"What is lupus?" "How long does the flu last?" "How do you treat piles?" These are some of the most common health questions people are asking ChatGPT.
The popularity of large language models (LLMs) like ChatGPT for giving personalized health advice is growing. One in ten Australians now use the platform to ask medical questions, according to a survey of about 2,000 Australians conducted in mid-2024.
The study, published on Tuesday, found that almost two out ofthree people (61%) who use ChatGPT for medical advice ask questions that usually require clinical advice.
"AI tools are popular because they can give quick answers to any question. [However], as with all these tools, there is a there is always a risk that they might give the wrong answer," said study author Julie Ayre from the University of Sydney.
With so many people using AI models to ask about their health conditions, can they be trusted? DW investigates.
How reliable is ChatGPT at diagnosing medical issues?
Researchers are building a scientific consensus around the (un)reliability of medical advice from LLMs, however findings quickly become outdated as new models with better algorithms are released and updated.
One study in 2024 challenged ChatGPT3.5 with 150 medical cases — including patient history, symptoms, and hospital test data — and asked the AI to make diagnoses and a treatment plan.
The results weren't great. ChatGPT only correctly gave the right diagnosis and treatment plan 49% of the time, making it an unreliable tool. The authors concluded that ChatGPT "does not necessarily give factual correctness, despite the vast amount of information it was trained on."
Another study concluded that ChatGPT "did not reliably offer appropriate and personalized medical advice," but could provide suitable background information to medical questions.
When researchers assessed the quality of medical information on ChatGPT in a study in 2023, they asked ChatGPT3.5 "why do you need to treat jaundice caused by gallstone disease?" It answered that alleviating jaundice improves how a patient looks and that improves self-esteem.
"That's really not the clinical rationale," said Sebastian Staubli, a surgeon at Royal Free London NHS Foundation Trust, UK, who led the study.
The newer ChatGPT4.0 gives better answers to the question, highlighting the need to prevent organ damage and disease progression.
LLMs regurgitate but don't understand information
The issue with ChatGPT is that although its medical advice is not completely incorrect, it is also not entirely precise.

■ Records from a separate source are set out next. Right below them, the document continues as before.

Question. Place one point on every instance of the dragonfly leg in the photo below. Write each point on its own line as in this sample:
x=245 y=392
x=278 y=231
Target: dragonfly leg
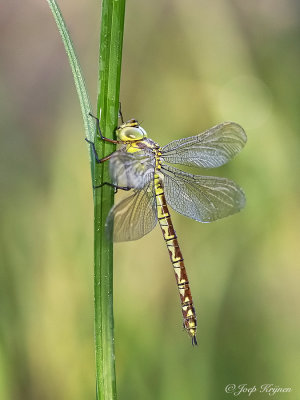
x=113 y=185
x=99 y=130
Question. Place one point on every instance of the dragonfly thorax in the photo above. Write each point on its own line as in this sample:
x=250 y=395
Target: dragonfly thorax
x=131 y=131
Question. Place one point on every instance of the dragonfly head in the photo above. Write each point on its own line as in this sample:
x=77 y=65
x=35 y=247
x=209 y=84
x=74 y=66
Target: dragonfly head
x=131 y=131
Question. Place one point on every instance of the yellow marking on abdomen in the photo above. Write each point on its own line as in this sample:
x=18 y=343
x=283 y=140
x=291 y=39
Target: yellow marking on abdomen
x=187 y=307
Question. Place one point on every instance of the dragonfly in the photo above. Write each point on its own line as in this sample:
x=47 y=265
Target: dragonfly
x=145 y=169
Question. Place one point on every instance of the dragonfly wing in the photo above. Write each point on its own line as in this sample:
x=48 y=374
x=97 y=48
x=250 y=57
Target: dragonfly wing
x=132 y=170
x=209 y=149
x=203 y=198
x=133 y=217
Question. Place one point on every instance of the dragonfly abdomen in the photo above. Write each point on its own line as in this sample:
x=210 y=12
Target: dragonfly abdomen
x=188 y=310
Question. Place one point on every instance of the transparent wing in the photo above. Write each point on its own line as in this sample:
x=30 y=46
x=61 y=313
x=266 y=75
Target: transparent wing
x=203 y=198
x=209 y=149
x=132 y=170
x=134 y=216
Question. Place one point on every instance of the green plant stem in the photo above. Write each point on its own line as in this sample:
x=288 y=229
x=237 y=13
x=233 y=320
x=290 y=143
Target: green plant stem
x=111 y=39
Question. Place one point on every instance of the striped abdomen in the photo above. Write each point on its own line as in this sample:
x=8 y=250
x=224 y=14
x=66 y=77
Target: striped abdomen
x=188 y=311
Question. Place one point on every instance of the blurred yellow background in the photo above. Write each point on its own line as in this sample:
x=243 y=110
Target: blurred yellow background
x=186 y=67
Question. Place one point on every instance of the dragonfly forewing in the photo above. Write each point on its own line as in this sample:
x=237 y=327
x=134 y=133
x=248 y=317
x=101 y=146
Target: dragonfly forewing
x=203 y=198
x=134 y=170
x=209 y=149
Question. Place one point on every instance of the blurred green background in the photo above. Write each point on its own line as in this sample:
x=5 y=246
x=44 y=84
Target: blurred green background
x=186 y=67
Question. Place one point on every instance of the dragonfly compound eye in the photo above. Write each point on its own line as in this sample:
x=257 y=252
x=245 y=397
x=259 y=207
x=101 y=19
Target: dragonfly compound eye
x=128 y=133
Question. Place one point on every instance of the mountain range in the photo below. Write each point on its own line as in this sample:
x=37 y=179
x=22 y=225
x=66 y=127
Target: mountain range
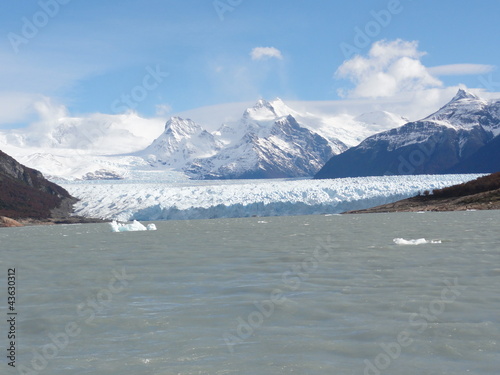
x=26 y=193
x=461 y=137
x=269 y=140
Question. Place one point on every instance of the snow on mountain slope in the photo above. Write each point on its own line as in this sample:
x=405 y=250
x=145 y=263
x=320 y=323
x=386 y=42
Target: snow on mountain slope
x=180 y=143
x=96 y=146
x=267 y=150
x=237 y=198
x=433 y=145
x=99 y=133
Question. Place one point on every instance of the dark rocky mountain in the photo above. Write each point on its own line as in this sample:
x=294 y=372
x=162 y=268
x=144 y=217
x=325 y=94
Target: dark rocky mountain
x=463 y=136
x=486 y=159
x=25 y=193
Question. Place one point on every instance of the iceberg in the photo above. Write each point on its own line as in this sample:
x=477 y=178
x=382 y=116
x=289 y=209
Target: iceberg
x=420 y=241
x=135 y=226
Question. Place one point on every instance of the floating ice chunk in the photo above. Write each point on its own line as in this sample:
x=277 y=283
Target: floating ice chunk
x=135 y=226
x=420 y=241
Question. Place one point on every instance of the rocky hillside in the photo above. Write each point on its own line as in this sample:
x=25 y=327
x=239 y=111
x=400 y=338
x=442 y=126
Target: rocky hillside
x=462 y=137
x=25 y=193
x=480 y=194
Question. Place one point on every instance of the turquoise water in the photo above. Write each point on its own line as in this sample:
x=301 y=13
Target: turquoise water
x=281 y=295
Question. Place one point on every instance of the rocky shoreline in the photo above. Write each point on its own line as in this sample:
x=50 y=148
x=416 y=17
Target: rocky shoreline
x=480 y=194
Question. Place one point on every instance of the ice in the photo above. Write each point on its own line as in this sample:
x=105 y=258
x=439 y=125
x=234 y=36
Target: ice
x=126 y=201
x=420 y=241
x=135 y=226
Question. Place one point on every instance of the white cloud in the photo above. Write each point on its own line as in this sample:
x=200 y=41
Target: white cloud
x=262 y=53
x=460 y=69
x=163 y=109
x=391 y=67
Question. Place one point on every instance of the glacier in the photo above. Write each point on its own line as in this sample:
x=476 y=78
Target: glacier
x=150 y=201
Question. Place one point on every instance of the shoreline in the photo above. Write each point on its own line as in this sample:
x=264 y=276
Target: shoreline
x=480 y=194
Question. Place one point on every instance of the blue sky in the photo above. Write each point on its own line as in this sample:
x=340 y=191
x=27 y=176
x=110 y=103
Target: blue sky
x=159 y=57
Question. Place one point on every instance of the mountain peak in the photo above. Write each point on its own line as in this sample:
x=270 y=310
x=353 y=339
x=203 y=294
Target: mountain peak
x=180 y=126
x=464 y=94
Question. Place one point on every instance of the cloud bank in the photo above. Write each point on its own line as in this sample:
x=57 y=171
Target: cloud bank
x=264 y=53
x=391 y=67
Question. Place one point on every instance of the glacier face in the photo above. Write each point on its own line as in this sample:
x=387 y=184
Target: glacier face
x=244 y=198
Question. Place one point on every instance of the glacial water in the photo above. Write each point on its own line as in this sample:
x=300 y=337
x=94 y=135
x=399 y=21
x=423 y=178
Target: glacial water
x=282 y=295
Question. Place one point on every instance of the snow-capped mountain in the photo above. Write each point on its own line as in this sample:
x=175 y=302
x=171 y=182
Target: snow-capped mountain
x=432 y=145
x=267 y=142
x=180 y=143
x=269 y=139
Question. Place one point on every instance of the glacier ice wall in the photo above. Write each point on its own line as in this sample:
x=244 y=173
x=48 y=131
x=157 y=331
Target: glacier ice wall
x=245 y=198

The quality of information an AI model is trained on determines the quality of its medical advice. The problem is that no one knows exactly what information specific models are trained on.
LLMs like ChatGPT "use pretty much any information gathered by data crawlers, which harvest information from the Internet," Staubli told DW.
This includes scientifically and medically validated information from health institutions like the NHS or the WHO. But it also can incorporate unreliable information from Reddit posts, poorly researched health articles, and Wikipedia articles.
"The big problem is that if you have lots of wrong or outdated information, it carries a lot of weight in the AI model, and it will think this is the correct answer. It can't understand that new information could be the correct answer," said Staubli.
The ways LLMs learn and process information are fundamentally different to how human intelligence works.
AI cannot solve problems, make deductive analyses, or make weighted judgments like the human mind can. Instead, AI "learns" vast amounts of information, then regurgitates that information when prompted.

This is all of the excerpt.